Ambas han suscrito un 'acuerdo de unidad de acción' para defender sus intereses que presentarán en breve ante el Ministerio de Interior.
En palabras de Moya se trata de «un paso muy importante» para «salir del atolladero en el que nos ha metido el Gobierno» y luchar contra el «agravio y el abandono de la administración».
Los responsables de los guardias civiles piden un mayor «compromiso» del Ejecutivo al que exigen «modernizar las condiciones laborales y del régimen estatutario del cuerpo».
Tanto AUGC como UO demandan la equiparación al resto de cuerpos de seguridad, que gozan de más «privilegios», para evitar que los oficiales se vayan a la Policía o a las fuerzas autonómicas porque «la Guardia Civil no tiene futuro».
«El ministro de Interior Alfredo Pérez Rubalcaba se comprometió a llevar a la Guardia Civil al siglo XXI y aún continuamos en el XIX», subrayó.
Moya argumentó que «un guardia civil trabaja 22 horas mensuales más que un policía nacional y no cobra lo mismo» y recriminó que la Guardia Civil sea el cuerpo policial «con menos derechos y el más barato de toda Europa».
Movimiento espontáneo
Ambas organizaciones aseguraron que no existe ninguna huelga de 'bolis caídos'.
Se trata, dijeron los representantes de las entidades, de «un movimiento espontáneo que corre como la pólvora» y que ha provocado el descenso en el número de multas que el cuerpo ha puesto en los últimos meses.

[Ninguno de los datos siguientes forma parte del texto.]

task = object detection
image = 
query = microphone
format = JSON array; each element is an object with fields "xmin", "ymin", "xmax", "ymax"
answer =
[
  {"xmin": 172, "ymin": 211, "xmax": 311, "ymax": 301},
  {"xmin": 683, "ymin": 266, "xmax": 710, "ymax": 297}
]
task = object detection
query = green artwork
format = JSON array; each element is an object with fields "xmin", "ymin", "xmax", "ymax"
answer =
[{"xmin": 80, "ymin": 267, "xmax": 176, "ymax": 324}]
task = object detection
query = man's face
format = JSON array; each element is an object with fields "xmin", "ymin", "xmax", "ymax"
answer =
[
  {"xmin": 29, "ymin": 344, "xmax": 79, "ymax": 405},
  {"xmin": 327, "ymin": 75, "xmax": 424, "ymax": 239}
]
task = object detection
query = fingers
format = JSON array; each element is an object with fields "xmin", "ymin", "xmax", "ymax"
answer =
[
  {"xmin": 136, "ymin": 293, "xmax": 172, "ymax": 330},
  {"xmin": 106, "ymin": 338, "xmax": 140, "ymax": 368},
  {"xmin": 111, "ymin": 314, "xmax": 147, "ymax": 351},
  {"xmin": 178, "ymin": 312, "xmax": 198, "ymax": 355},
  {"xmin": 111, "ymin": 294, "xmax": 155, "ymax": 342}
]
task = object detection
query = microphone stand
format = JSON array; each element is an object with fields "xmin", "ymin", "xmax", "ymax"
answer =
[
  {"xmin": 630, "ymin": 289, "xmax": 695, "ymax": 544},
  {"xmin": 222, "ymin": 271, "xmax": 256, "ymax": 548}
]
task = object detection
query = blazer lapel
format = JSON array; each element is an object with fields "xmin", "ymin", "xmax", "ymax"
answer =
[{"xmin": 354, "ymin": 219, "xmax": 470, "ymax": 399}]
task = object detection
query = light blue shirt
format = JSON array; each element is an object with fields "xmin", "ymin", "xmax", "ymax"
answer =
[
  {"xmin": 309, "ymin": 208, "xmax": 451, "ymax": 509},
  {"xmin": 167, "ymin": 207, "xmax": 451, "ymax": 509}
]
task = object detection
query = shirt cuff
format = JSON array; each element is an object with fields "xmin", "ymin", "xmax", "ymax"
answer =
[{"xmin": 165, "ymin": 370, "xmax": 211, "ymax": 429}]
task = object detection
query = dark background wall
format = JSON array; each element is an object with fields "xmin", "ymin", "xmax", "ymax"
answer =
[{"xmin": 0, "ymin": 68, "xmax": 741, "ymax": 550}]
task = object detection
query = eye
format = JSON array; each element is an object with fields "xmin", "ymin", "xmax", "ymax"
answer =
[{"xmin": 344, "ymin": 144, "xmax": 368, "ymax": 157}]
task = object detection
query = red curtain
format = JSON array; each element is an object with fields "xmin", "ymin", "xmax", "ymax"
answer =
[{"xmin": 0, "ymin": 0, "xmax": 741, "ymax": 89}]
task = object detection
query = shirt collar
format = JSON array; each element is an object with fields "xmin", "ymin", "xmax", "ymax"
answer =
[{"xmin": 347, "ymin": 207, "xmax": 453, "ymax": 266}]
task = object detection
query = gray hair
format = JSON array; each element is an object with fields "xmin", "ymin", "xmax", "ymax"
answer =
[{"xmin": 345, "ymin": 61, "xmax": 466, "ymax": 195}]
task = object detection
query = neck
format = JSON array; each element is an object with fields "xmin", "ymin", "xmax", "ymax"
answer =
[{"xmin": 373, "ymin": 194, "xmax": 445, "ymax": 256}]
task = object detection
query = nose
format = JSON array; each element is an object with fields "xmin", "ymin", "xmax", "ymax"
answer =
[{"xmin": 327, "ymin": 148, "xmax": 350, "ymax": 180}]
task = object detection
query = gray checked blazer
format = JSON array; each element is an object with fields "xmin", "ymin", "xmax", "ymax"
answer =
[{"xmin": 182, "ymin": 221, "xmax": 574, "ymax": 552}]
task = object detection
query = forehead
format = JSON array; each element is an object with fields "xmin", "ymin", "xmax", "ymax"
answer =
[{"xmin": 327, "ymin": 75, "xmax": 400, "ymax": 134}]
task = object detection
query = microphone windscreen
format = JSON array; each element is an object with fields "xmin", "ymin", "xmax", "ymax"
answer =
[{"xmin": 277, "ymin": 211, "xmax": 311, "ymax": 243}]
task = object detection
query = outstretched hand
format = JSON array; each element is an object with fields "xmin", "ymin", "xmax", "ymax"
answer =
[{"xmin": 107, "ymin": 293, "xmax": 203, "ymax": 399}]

En este punto Moya dejó en evidencia al director general de Tráfico, Pepe Navarro, que días atrás aseguró que una disminución en el número de sanciones provoca un aumento en la siniestralidad y recordó que el pasado fin de semana, el más temido de todo el verano por el número de accidentes, el descenso en los fallecidos en accidentes fue «espectacular».
Además, arremetieron contra el 'resumen de actividades individuales' de un agente que «premia más el número de denuncias interpuestas que el auxilio a los ciudadanos en las carreteras» y aseguraron que no piensan «admitir la presión» ya que «la profesionalidad está por encima de todo».